Volunteers assemble 1,000 food-filled wagons for central Ohio needy


The pounding of hammers and the smell of rubber tires filled the air at the Mid-Ohio Foodbank as hundreds of volunteers worked Saturday to assemble wagons for needy families.


"I like putting stuff together, and it makes me feel good to help others," said Shannon Panda, 28, of Westerville.


"The first one was hard, but it gets easier."


Mellisa Stevenson, 36, of Columbus, and her 11-year-old son, Jakai Hayes, were eager to give back to the community, especially during the holidays.


"My family will have a blessed Christmas," Jakai said. "We're helping so others know what it's like to have a good Christmas."


After more than 600 volunteers worked in three shifts over about eight hours, the last of the 1,000 wagons was finished, filled with fixings for Christmas dinner and loaded into trucks for a host of community groups to deliver later this month.


Wagons Ho Ho Ho, in its ninth year, is organized by Columbus-based RMD Advertising. It started with 25 wagons when the firm decided to use the money it spent on client gifts for charity instead, and it has grown every year since. Volunteer slots are filled quickly by families, friends, co-workers and civic groups eager to return year after year.

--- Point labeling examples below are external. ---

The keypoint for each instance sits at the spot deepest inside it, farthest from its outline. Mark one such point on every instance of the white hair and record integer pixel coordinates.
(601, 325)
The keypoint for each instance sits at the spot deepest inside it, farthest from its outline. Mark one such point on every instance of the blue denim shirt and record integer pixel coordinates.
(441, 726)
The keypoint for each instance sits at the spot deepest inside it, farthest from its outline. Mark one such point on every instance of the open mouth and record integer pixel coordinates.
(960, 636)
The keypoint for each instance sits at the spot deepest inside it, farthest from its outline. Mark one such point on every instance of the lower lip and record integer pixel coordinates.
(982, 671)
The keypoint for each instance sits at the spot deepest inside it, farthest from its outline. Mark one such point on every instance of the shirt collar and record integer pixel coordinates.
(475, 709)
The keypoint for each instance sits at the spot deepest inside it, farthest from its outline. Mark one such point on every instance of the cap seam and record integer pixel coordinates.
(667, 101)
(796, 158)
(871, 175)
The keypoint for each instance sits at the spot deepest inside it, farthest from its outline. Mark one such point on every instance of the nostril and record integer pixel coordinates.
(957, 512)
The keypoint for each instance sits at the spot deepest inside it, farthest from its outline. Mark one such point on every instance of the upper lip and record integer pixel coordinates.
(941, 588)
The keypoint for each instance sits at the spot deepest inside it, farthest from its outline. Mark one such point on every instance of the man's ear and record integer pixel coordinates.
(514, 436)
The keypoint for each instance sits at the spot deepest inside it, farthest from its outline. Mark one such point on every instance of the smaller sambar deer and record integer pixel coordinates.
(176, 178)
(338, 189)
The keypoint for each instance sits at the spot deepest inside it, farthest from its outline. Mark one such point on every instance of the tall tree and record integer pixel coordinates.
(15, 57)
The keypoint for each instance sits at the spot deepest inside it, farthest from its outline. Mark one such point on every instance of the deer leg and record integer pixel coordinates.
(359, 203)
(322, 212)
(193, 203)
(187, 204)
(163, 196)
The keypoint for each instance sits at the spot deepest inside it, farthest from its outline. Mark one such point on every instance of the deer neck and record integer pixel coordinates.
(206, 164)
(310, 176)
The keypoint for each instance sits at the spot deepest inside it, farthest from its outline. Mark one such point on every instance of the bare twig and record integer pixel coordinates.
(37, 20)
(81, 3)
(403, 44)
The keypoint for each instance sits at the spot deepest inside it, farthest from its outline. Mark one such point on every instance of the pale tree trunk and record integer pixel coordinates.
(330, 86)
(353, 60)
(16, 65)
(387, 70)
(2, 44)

"These wagons represent hope for a child if a family is struggling for food or medicine or housing or whatever it may be," said Donn Ditzhazy, a managing partner at RMD. "Giving them this old-fashioned wagon that they will have for years lets them know someone cares."


Volunteer Emily Puterbaugh, 32, of Groveport, knows how much the wagons will mean to families. When she pulled into Mid-Ohio's parking lot Saturday and saw dozens of people lined up at the pantry for food, memories of her own hardships came flooding back. "I've been on the other side," said the mother of three and veteran of the Air Force.


In 2009, after leaving the Air Force and waiting to start nursing school, Puterbaugh had no income and needed help feeding her young children, she said.

"A wagon full of food? It would have been big."


Puterbaugh, volunteering for the first time with dozens of other nurses from Ohio State University's Wexner Medical Center, plans to come back next year. "I'll bring power tools and a few preteens," she quipped.


"One in four children in our community doesn't know where his or her next meal is coming from," said Jill Jess, spokeswoman for Mid-Ohio, which distributes food for more than 149,000 meals a day in a 20-county area.


"Events like Wagons Ho Ho Ho help kiddos in our community have happy holidays and help relieve a bit of the stress for parents worried about choosing between food and presents — or other needs, such as medication or rent."


For volunteers such as Bill and Jackie Alarie of Columbus, the experience is a gift to themselves.


"When you give back, it makes you appreciate what you have and lets people know somebody cares about them," said Jackie Alarie, 66. "It feels good."